Working in close collaboration with filmmaker Asuka Sylvie, this exhibition merges many of the concerns active in Noriko’s work to date. Two mirrored video projections display a continuum of both natural and mechanical transformations of limestone. The remnants of an active quarry, chiselled rock faces, piles of detritus and stacks of stones created by mechanical forces are reflected against waves scouring and breaking down ocean rocks, intertwined with images of sinkholes located in Ereng Balam (Mount Gambier). These videos act as a language for Noriko’s sculptural and installation work. She pulls details of physical forces from each landscape - natural drivers as well as mechanical destruction and rebuilding - to imbue a new reading of her process and map the various threads of place, material and spirit within her work. The fluid camera movement adopted by Asuka presents an abstract narrative that seeks to show how materials change and transgress boundaries that have been established by systems of categorisation - mechanical, natural, human-made, organic.

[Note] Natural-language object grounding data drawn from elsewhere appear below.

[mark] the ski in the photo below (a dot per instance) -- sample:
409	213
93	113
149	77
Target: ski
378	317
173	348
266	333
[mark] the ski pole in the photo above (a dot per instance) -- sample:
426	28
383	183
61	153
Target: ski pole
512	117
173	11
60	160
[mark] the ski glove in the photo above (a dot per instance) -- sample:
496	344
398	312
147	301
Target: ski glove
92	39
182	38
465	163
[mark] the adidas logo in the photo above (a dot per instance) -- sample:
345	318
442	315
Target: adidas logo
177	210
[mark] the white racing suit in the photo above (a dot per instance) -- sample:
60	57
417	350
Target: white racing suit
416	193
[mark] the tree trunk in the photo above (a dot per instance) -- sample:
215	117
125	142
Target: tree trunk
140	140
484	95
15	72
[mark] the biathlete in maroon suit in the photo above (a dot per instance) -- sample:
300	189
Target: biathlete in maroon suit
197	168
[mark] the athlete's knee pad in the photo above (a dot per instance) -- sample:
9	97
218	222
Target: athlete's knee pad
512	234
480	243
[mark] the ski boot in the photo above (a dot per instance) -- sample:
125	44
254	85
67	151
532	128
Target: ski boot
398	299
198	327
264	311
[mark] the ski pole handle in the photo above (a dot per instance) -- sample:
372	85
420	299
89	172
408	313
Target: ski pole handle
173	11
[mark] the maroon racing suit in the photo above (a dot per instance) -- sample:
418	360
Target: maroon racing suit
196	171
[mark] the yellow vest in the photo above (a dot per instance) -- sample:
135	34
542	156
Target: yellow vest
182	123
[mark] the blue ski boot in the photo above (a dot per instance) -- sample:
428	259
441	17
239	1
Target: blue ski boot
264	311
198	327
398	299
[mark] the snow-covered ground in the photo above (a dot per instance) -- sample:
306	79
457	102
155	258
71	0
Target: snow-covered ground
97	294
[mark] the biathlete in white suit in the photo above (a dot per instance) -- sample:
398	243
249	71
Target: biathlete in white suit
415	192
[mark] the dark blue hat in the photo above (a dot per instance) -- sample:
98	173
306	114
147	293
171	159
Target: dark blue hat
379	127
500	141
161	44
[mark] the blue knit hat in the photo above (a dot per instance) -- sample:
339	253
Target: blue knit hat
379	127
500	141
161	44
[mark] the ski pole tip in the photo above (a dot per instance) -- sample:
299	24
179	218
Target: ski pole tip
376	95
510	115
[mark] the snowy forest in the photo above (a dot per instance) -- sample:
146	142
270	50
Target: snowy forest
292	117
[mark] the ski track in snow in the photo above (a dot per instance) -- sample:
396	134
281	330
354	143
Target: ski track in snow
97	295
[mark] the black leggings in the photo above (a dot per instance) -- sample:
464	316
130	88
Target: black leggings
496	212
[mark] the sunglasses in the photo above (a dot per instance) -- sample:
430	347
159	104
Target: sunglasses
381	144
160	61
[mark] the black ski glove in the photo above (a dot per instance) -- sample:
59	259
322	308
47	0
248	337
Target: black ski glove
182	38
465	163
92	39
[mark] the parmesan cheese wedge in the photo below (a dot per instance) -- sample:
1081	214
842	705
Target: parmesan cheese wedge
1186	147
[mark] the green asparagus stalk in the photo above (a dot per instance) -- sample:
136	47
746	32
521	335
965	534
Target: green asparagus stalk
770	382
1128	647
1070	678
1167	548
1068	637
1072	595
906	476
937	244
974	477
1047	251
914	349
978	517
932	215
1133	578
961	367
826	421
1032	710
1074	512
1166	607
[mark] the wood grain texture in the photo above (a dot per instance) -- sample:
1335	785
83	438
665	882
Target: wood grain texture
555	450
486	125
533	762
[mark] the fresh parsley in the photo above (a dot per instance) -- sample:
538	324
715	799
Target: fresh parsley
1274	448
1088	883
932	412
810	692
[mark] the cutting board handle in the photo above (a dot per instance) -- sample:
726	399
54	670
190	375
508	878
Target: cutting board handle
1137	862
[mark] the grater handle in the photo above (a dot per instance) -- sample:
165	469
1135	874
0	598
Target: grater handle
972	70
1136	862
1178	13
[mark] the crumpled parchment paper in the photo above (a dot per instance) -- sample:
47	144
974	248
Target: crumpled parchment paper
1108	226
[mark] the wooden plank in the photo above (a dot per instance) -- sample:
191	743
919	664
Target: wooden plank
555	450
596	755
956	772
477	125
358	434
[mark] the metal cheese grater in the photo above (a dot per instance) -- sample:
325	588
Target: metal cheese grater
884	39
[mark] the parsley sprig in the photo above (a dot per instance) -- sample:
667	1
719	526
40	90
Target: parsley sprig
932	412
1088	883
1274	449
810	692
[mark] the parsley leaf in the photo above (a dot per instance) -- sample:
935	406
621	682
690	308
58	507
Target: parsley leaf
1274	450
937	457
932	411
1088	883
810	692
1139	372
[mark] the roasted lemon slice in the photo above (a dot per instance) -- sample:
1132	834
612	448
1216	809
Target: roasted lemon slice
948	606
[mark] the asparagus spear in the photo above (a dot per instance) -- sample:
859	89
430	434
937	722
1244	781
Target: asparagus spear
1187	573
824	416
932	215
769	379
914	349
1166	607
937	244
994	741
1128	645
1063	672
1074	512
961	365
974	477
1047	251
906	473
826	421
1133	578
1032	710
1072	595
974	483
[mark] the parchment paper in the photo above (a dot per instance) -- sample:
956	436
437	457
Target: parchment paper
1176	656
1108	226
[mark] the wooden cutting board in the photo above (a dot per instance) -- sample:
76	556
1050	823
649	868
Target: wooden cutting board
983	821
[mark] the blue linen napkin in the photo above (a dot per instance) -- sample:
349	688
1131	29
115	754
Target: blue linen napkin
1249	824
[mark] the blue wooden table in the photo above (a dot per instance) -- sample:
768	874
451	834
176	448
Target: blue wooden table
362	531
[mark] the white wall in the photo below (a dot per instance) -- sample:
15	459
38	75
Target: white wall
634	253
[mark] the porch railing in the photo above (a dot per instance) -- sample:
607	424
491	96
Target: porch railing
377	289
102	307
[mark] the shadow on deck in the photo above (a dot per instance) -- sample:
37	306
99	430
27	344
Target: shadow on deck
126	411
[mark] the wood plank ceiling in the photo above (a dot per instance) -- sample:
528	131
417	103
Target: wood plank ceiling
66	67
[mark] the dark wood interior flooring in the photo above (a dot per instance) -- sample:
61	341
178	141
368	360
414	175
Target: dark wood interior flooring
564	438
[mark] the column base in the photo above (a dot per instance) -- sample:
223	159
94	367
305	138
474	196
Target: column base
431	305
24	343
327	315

Three large boulders, placed in their natural state, form an anchor in the center of the exhibition space, creating a path between documented environment and literal, physical form. The staging of the work in throughout Erosion reflects Noriko’s exploration of how the manipulation of materials can instil significance upon an object; how it can change or challenge its substance and inform a physical presence, or reflect a new life-force through art. The videos translate each physical interaction into an echo of the natural and mechanical interactions between material and environment. Within the gallery space the viewer bears witness to the act of erosion through the negotiation between artist and her material.